Dunedin is the second largest city on New Zealand’s South Island and student paradise with 25,000 students flocking to the town each year to study.
Located in the Otago region, Dunedin offers everything that a student can desire: an abundance of accommodation, 24-hour fast food outlets and countless bottle shops and supermarkets stocking a wide range of alcoholic products (to be drunk in moderation of course) all within walking distance of the Otago University.
Destructive parties all days of the week and a lack of heating and insulation makes North Dunedin feel more like a temporary stop rather than a home but without fail the rental market will be swamped every semester with international students.

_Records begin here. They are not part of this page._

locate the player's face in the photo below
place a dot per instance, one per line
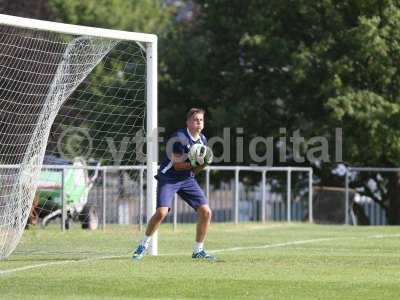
(196, 122)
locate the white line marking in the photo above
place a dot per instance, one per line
(300, 242)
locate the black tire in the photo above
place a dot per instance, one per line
(89, 218)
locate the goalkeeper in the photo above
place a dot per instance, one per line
(176, 175)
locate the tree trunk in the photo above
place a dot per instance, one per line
(393, 204)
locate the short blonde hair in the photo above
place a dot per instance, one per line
(194, 111)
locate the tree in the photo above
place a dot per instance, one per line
(308, 65)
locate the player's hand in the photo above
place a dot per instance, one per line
(199, 168)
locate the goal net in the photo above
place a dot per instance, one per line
(70, 92)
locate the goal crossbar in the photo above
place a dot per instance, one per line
(77, 29)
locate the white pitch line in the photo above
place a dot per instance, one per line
(300, 242)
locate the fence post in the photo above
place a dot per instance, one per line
(289, 195)
(346, 204)
(104, 198)
(310, 197)
(141, 199)
(175, 219)
(63, 199)
(236, 210)
(208, 184)
(263, 196)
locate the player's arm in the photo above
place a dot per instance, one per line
(180, 165)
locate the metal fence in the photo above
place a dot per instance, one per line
(373, 211)
(118, 194)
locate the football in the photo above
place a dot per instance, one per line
(198, 153)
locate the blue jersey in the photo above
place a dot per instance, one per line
(179, 143)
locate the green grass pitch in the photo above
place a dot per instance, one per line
(272, 261)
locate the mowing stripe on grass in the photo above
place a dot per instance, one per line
(378, 236)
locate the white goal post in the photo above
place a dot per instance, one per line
(73, 59)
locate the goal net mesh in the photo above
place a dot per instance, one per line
(63, 96)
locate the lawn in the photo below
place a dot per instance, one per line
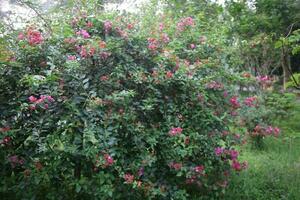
(274, 172)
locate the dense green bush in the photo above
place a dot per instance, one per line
(103, 110)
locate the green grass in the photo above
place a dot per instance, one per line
(274, 172)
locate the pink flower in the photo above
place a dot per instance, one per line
(192, 46)
(165, 38)
(34, 37)
(219, 151)
(21, 36)
(169, 74)
(215, 85)
(202, 39)
(176, 166)
(130, 26)
(269, 130)
(4, 129)
(109, 160)
(83, 52)
(129, 178)
(234, 154)
(175, 131)
(32, 99)
(71, 57)
(234, 102)
(141, 171)
(92, 51)
(104, 55)
(6, 140)
(89, 24)
(161, 27)
(185, 22)
(104, 78)
(107, 26)
(199, 169)
(236, 165)
(276, 131)
(83, 33)
(32, 107)
(152, 44)
(249, 101)
(225, 94)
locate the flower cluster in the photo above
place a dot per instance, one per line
(215, 85)
(235, 102)
(265, 131)
(175, 131)
(152, 44)
(129, 178)
(107, 26)
(185, 22)
(6, 140)
(43, 100)
(251, 101)
(33, 37)
(16, 161)
(83, 33)
(176, 166)
(233, 156)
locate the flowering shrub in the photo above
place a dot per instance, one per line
(126, 115)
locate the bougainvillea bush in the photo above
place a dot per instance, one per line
(102, 109)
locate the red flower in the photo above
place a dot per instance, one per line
(199, 169)
(108, 159)
(169, 74)
(175, 131)
(129, 178)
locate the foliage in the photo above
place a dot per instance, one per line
(101, 109)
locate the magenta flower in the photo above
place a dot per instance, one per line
(234, 154)
(107, 26)
(109, 160)
(32, 99)
(192, 46)
(83, 33)
(165, 38)
(176, 166)
(250, 101)
(21, 36)
(129, 178)
(169, 74)
(199, 169)
(34, 37)
(71, 57)
(236, 165)
(219, 151)
(234, 102)
(276, 131)
(175, 131)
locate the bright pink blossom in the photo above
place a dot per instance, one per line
(169, 74)
(199, 169)
(129, 178)
(250, 101)
(107, 26)
(71, 57)
(192, 46)
(234, 102)
(108, 159)
(21, 36)
(175, 131)
(32, 99)
(219, 151)
(34, 37)
(83, 33)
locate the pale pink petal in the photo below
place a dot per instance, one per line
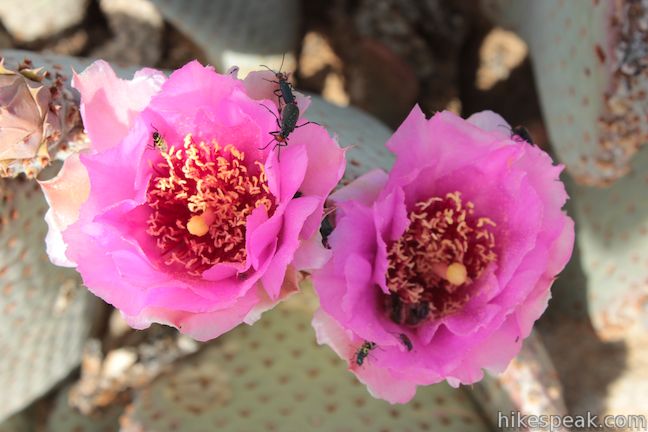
(109, 104)
(65, 194)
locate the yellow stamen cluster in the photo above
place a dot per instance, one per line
(444, 249)
(200, 198)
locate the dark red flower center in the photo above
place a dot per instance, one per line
(200, 196)
(432, 266)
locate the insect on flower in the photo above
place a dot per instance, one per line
(406, 341)
(159, 142)
(520, 133)
(287, 124)
(363, 352)
(285, 88)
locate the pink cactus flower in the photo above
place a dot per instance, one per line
(440, 268)
(175, 214)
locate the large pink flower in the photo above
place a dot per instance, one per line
(440, 268)
(204, 231)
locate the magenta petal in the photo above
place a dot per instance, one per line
(134, 245)
(513, 184)
(364, 189)
(296, 213)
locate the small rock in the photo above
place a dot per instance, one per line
(137, 27)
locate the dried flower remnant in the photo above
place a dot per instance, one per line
(39, 119)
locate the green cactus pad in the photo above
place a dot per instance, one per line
(612, 235)
(363, 135)
(241, 33)
(274, 376)
(587, 58)
(45, 313)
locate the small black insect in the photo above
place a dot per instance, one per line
(363, 352)
(158, 141)
(285, 88)
(408, 314)
(520, 133)
(287, 125)
(326, 228)
(406, 341)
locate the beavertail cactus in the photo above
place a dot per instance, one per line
(272, 377)
(243, 33)
(530, 385)
(45, 314)
(591, 67)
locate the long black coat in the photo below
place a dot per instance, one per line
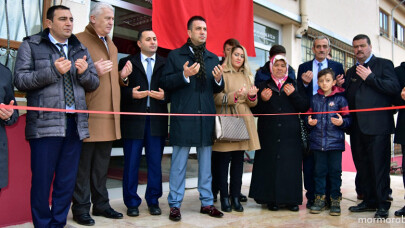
(6, 95)
(188, 98)
(133, 126)
(400, 129)
(276, 176)
(378, 90)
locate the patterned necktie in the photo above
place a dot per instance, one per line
(149, 76)
(67, 81)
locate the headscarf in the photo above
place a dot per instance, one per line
(279, 82)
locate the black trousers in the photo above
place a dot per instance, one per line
(92, 177)
(371, 156)
(403, 163)
(221, 163)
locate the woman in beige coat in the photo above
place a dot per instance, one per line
(242, 94)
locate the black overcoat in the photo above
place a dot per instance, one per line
(400, 128)
(378, 90)
(189, 98)
(276, 175)
(6, 95)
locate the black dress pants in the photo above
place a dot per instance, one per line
(235, 158)
(371, 156)
(92, 177)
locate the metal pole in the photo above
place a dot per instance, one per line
(392, 28)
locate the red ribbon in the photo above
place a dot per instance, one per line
(181, 114)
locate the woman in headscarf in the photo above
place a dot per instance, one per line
(276, 176)
(242, 95)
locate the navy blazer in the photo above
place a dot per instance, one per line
(336, 67)
(378, 90)
(189, 98)
(133, 126)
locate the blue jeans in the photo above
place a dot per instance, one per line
(57, 159)
(177, 180)
(328, 164)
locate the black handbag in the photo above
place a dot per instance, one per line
(230, 128)
(304, 137)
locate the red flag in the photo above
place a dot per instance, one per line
(225, 19)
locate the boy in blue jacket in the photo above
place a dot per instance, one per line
(327, 139)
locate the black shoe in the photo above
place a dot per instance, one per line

Security is not a worry in Dunedin as most people in North Dunedin, particularly in the student housing, do not lock their doors nor have issues with theft.
Dunedin is not just for students, who make up one quarter of the city’s population. It still has a lot to offer for anyone new to the area or a tourist passing through.
South Dunedin has become the shopping hub with large warehouses full of discounts running along Andersons Bay Road as well as the location of many cafes situated next to the surfing beaches.
Time in Dunedin is not complete without a tour of the Cadbury Factory for people of all ages or the Speight’s Brewery Tour for those seeking knowledge and samples of “the pride of the South’s” beer range.
There is the option of tackling Baldwin Street for those who have an endless supply of energy as it is marketed as the steepest street in the world. If this is not your sort of thing then there are the numerous free art galleries and museums all of which have constantly changing displays.
At must in while in Dunedin is a visit to the Otago Peninsula, home of seals, albatrosses and yellow-eyed penguins, as is a trip to the Moeraki Boulders, a collection of spherical rocks formed along the coastline adding an odd but intriguing character to the shoreline.
Fleur’s Place, a two minute drive from the Moeraki Boulders and voted the best café in New Zealand is worth a look for the rustic styling and views although money restrictions may prevent the purchase of Fleur’s fresh seafood dishes. Settling for an espresso coffee instead will still set you back 5 dollars.
Dunedin is not for everyone although worth a glimpse before taking another trip such as the four hour bus ride to Queenstown to participate in some of the extreme sports on offer. Hang gliding and jet boating through the Shotover Canyon are among the options to make the trip to Queenstown truly memorable and worthwhile.